Lucrecia de Palomo

Escuchaba cantar a mi nieta, de tan solo 3 años, el estribillo “amo a mi país, amo a Guatemala”. Inmediatamente me hizo pensar sobre mi Guatemala y la situación que vivimos, de lo mucho o poco que se le ama, de cuánto ese amor es colectivo o personal. Así mismo, me transporté a otro momento que con ella viví hace algunos días camino a la institución educativa donde ella pasa su mañana y yo trabajo. Eran como las 8:10 de la mañana cuando, de golpe y sopetón, nos encontramos con un grupúsculo de personas, no pasaban de cincuenta, llevando encima de su ropa camisetas rojas con una imagen del Che Guevara; sucedió frente a Molino de las Flores en Carretera Roosevelt. Se colocaron frente a los vehículos y, provocaron un paro total, cerraron las dos vías -hacia occidente y oriente. Miles de carros, buses, ambulancias, carros de policía, etc. fueron retenidos. Cuatro horas, estancadas sin poder salir de las enormes filas de vehículos sin que apareciera una sola autoridad pública para hacer valer nuestro derecho constitucional de libre locomoción y mucho menos de la Procuraduría de los Humanos Derechos.

Como buenos chapines, al estar estancados sin transitar, empezamos a indagar qué sucedía, los primeros en dar respuestas fueron los motoristas que al poder circular tenían información fresca y luego las redes sociales hicieron público lo que ocurría. El Sindicato de Salud Pública era la causa, aun cuando sus peticiones nadie las tenía claras. Muchos de los pilotos bajamos de los carros e iniciamos a intercambiar ideas. La mayoría de personas se lamentaban, pero no se atrevían a hacer valer sus derechos, solo hacían mención de su malestar y pedían que pasara el tiempo para poder liberarse de ese atolladero. Entre los comentarios estaban las quejas económicas, lo que estaban perdiendo, que se les descontaría el día, pero en ninguno pude escuchar que hablara sobre sus derechos y cómo estaban siendo mancillados, como tampoco de las obligaciones de los ciudadanos y funcionarios.

Esta pandemia de los paros inició con el gobierno democristiano, cuyos dirigentes decían que las manifestaciones eran la música de la democracia, pero se llegó a una pura y clara anarquía. Estos actos fortalecieron al dinero como fuente de poder (la mayoría de los movimientos civiles -como políticos- se prostituyeron, si no se paga, no se para) y la costumbre lo hizo natural.
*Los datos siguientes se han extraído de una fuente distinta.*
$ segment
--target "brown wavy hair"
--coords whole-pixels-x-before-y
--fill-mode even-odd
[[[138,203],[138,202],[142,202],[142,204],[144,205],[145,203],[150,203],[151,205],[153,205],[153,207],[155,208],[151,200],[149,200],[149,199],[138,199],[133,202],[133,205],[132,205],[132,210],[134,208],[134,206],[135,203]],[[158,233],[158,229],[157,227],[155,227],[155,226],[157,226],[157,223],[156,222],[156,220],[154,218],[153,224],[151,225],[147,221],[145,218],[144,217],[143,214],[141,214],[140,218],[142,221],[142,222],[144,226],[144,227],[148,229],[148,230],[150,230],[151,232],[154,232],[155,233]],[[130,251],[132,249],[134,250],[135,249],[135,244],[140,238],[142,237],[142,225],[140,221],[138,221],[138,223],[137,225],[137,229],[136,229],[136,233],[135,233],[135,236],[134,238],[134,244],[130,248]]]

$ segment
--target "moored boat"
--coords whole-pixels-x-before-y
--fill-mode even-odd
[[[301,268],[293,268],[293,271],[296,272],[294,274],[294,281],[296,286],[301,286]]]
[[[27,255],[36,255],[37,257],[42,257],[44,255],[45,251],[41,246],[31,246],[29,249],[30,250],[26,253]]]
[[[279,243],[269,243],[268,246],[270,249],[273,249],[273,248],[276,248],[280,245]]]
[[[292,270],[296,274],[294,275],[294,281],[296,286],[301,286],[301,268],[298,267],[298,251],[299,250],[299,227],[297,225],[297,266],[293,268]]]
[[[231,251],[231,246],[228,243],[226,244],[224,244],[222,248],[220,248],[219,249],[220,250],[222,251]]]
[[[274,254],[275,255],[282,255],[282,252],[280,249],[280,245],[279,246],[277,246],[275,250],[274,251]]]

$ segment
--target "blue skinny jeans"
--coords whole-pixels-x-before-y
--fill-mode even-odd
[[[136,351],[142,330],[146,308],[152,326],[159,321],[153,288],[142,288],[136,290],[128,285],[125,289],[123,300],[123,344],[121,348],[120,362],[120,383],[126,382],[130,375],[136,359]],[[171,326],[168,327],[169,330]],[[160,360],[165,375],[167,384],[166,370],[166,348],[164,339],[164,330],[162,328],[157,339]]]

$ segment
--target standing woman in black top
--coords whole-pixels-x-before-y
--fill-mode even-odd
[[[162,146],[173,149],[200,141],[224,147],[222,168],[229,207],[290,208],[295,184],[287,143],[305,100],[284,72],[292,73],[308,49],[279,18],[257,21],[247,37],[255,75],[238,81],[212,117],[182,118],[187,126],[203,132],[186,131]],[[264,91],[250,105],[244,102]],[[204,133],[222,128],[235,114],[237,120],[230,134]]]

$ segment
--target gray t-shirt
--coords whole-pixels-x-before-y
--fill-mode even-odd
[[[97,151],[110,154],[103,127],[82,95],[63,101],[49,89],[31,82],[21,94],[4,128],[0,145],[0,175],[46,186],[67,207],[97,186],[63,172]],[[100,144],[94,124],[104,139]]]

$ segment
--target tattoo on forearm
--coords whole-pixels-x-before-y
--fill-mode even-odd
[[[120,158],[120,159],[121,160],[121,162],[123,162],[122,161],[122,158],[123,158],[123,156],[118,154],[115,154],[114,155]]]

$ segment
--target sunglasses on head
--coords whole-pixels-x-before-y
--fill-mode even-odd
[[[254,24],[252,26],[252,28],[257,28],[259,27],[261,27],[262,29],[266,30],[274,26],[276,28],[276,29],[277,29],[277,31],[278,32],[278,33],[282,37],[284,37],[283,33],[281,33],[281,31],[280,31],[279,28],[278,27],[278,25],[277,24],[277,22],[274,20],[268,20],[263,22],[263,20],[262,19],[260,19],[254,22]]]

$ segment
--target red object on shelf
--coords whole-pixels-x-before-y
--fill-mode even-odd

Desde entonces vemos como en cada gobierno se utiliza a grupos pagados para crear crisis social y mantener así velada la realidad. La complicidad del gobierno con los grupos manifestantes es obvia, los dirigentes son recibidos inmediatamente por el Presidente de la República y el del Congreso (que generalmente se benefician de estos movimientos) y la firma de pactos colectivos con los respectivos besos y abrazos benefician al grupúsculo dirigente en contra de toda la población. Pero no es exclusivo del sector público, también el privado y la llamada sociedad civil utilizan este tipo de acciones pagadas, valorando más sus propios intereses que el daño al país.

Durante casi 30 años hemos venimos sufriendo este tipo de vejámenes confabulados, que gritan consignas para el bien común pero, que a la larga son solo pantalla pues seguimos con hospitales y escuelas paupérrimas, una educación diseñada para un sector exclusivo, uso y manejo del agua en detrimento de las mayorías, desnutrición generalizada y en aumento, etc. todos tema que han servido para enarbolar banderas de paros.

¡Más que evidente! los paros deben ser tomados en serio por toda la población y las autoridades, y no ser permitidos, son ilegales y no buscan el bien común, tan solo son un instrumento que permite colocar por algún tiempo un tema específico en mesas de negociaciones que no llegan a ningún acuerdo, no se buscan cambios reales y duraderos. El daño se hace al país y al ciudadano que cada día se le enseña a amar menos a Guatemala.